Episode:53 二度目の見習い

 刀剣たちとの話し合いを経て、一先ず研修内容が決まった。佐登さと君にも連絡して、研修でこういうことがあればもっと本丸運営初期に助かったのにというようなことも聞いて、前半には座学の時間も多めにとることにした。具体的には初日に基礎復習、それから刀剣育成・本丸運営基礎・出陣管理・経理・内政・遠征・内番・戦場・本丸設備・運営準備の11項目。これを午前中に講義して、午後は出陣見学という感じ。1週目から演練の見学にも連れて行って、万屋体験見学もしてもらう。実戦指揮も1週間はやらせるし、演練での指揮もやってもらう。

 更に講義の際には内容によっては歌仙とか博多とか厚とかこんのすけにも講師補佐をしてもらうことにした。

 手引書は講義に合わせてより実際の運営に関しての内容になるようにしつつ、割と審神者の間でも誤解のあることとか、対人関係についてとかも盛り込んだら、何と140ページにもなってしまった。まぁ、その半分は刀剣男士紹介ページなんだけど。1振1ページ使ったからね。因みに仲のいい刀剣とか好きな食べ物とか趣味とかも入れてみた。

 手引書には勿論前回同様山伏ぶしさんと宗三によるイラストを入れて、刀剣男士紹介ページには本丸カメラマンたちによる宣材写真擬きもある。張り切って撮影してたからなぁ。本丸に来て間もない肥前や朝尊は戸惑ってた。貞ちゃんやパパ上、大般若にゃーさんはノリノリだったけど。

 内容の一部については『これ言っていいのかな?』と思うこともあったんで一応丙之五へのごさんにお伺いを立てて、草稿段階で内容確認してもらって無事OKが出た。なんとか2月の中旬には全ての準備も整って、調整しつつ研修生との顔合わせを待つだけになった。

 準備が整ってホッと一息ついたころ、御手杵の極実装があった。御手杵ぎね君は嬉しそうだったけど『太刀じゃないのか』とかなり複雑そうだった。うん、まぁね。でも太刀は大太刀が先に実装された段階で『あ、太刀は最後だな』と感じていたらしく然程驚いてはいなかったな。なので杵君は実装と同時にさくっと修行に行き帰ってきた。姿も言動もあまり大きな変化はないかなぁって感じ。






 そうしてやって来た顔合わせの日。護衛は薬研は固定で、いつもならもう一振は鳴狐なき君なんだけど、今回は打刀で話し合いをして宗三になった。ここのところの研修生が問題ありなのが多いから煽りスキルの高い宗三になったらしいんだけど……顔合わせに何故煽りスキル……。

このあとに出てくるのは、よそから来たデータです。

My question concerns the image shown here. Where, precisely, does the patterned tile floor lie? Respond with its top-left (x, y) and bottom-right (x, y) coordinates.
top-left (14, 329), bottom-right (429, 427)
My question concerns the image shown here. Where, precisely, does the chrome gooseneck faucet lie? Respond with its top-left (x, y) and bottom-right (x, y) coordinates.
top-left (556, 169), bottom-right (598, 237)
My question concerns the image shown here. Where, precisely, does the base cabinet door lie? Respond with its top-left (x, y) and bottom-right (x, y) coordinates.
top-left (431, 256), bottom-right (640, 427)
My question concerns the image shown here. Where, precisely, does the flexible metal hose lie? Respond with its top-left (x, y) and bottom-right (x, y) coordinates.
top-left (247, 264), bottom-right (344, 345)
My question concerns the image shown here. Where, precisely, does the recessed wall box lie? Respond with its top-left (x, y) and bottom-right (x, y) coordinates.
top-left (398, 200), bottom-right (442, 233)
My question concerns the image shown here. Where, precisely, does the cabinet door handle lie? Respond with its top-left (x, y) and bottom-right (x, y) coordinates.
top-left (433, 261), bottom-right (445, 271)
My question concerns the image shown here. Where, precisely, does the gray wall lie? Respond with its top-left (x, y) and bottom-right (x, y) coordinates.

 歴保省の丙之五さんを訪ねれば、今回の研修生受入に関して丙之五さん担当審神者は私だけだったらしく、直ぐに面談となった。んだけど…

「宗三左文字様、どうかお手柔らかに」

「なんです? 僕が何かするとでも? 何かしそうな見習いというわけですか」

 面談前から不安になるですが、丙之五さん。宗三が喧嘩吹っかけるような相手なんですか。宗三も楽しみですねぇなんて笑わないで。目が笑ってないから怖い。極になって色気が増してるからめっちゃ怖い。

 面談のための会議室に入り、それぞれ席に着くと丙之五さんが研修生の資料をくれた。同じものを薬研と宗三も受け取り、それぞれに目を通す。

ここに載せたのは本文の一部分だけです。